To run through this workshop, you will need an Azure subscription and an Azure ML workspace. See instructions on how to create a workspace here.
We will do a number of actions that require a compute target to be exectuted on. We will start by creating a cluster of CPU VMs.
-
Navigate to 'Compute' > 'Training Clusters' in the "Manage" section and click 'New'.
-
Call the cluster 'cpu-cluster'.
- For machine size choose 'Standard_D2_v2' (that is an inexpensive general purpose VM size at about $0.14/hour).
- Set the 'minimum number of nodes' to 0 and the the 'maximum number of nodes' to 10. That way the cluster will scale automatically to up to 10 nodes as jobs require them.

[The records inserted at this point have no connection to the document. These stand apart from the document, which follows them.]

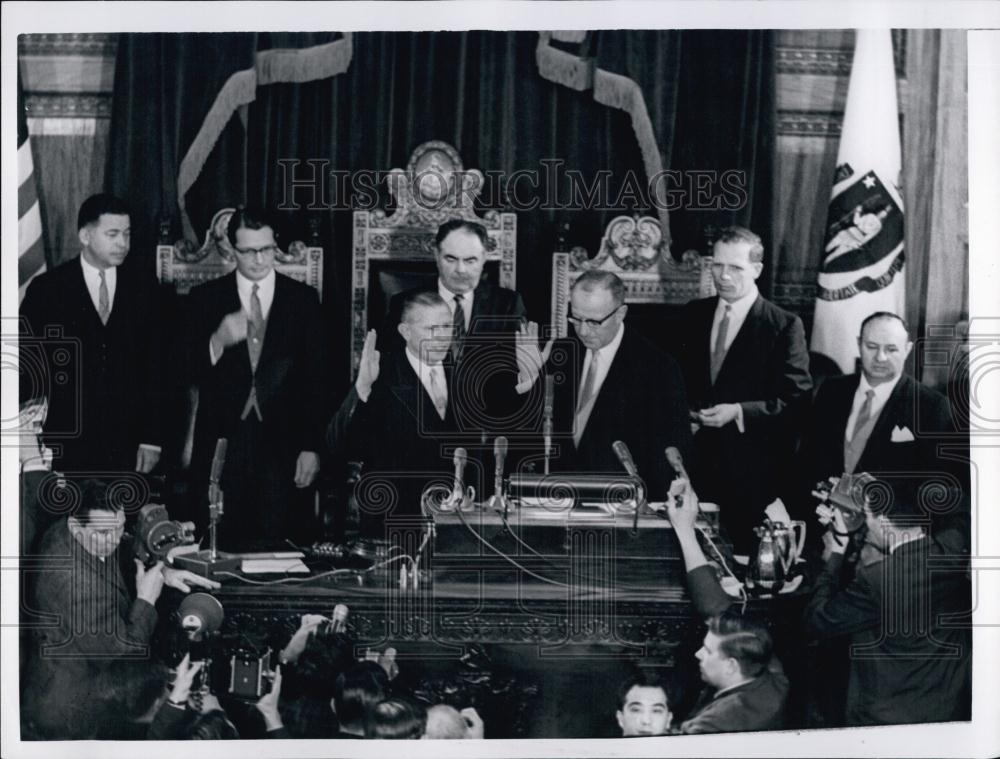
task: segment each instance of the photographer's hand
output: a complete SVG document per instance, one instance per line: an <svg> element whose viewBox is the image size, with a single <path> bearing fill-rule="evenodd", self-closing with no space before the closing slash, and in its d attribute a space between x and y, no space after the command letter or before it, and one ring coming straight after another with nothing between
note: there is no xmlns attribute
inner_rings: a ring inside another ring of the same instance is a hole
<svg viewBox="0 0 1000 759"><path fill-rule="evenodd" d="M196 575L187 569L174 569L173 567L164 567L163 583L171 588L176 588L182 593L190 593L191 585L197 585L199 588L208 588L209 590L222 587L215 580L209 580L207 577Z"/></svg>
<svg viewBox="0 0 1000 759"><path fill-rule="evenodd" d="M482 738L486 733L486 725L483 724L483 718L479 716L477 712L471 706L459 712L462 715L462 719L465 720L465 737L466 738Z"/></svg>
<svg viewBox="0 0 1000 759"><path fill-rule="evenodd" d="M284 727L281 723L281 713L278 711L278 701L281 698L281 667L274 670L274 681L271 683L271 690L260 697L257 702L257 710L264 715L264 724L267 731L280 730Z"/></svg>
<svg viewBox="0 0 1000 759"><path fill-rule="evenodd" d="M822 508L824 507L819 506L816 511L819 512ZM826 525L826 532L823 533L823 560L829 559L833 554L843 555L847 551L849 533L840 509L830 508L826 513L820 514L820 523Z"/></svg>
<svg viewBox="0 0 1000 759"><path fill-rule="evenodd" d="M303 614L299 629L292 635L288 644L281 649L281 652L278 654L278 661L282 664L294 664L297 662L299 657L302 656L302 652L306 650L306 645L309 643L309 636L326 621L326 617L322 614Z"/></svg>
<svg viewBox="0 0 1000 759"><path fill-rule="evenodd" d="M198 674L204 663L202 661L192 663L191 654L184 654L184 658L177 665L174 685L170 689L169 700L171 704L184 708L191 695L191 685L194 683L195 675Z"/></svg>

- Set the 'Idle seconds before scale down' to 10800. That means that nodes will be kept around for 3 hours before they are spun down. That way, during our workshop, jobs won't have to wait for spin-up. Make sure that number is lower if you are using a more expensive VM size.

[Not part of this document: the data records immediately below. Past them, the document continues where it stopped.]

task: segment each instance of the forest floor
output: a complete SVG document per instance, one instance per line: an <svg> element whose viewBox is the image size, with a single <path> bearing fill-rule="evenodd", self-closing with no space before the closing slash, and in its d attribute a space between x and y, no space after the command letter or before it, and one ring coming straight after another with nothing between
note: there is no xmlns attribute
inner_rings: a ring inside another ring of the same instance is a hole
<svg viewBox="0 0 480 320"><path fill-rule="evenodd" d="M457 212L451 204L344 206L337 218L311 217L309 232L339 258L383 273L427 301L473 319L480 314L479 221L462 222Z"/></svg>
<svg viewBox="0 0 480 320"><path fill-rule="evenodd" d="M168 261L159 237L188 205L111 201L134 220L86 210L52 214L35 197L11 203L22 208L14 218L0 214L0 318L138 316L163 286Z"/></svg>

Next, we will create a Notebook VM. The Notebook VM will serve as an interactive workstation in the cloud that serves as a Jupyter server, but also hosts and instance of RStudio server and can run TensorBoard, Bokeh, Shiny or other apps used during the developement work of a data scientist.
-
Navigate to 'Notebook VMs' tab in Compute and click on 'New'.
-
Choose some sufficiently unique name, keep the default VM type (STANDARD_DS3V2 -- a fairly inexpensive machine type costing about $0.27/hour) and click 'Create':
See here for details on creating AzureML Notebook VMs.
Note that this machine will keep running until you stop it from the portal.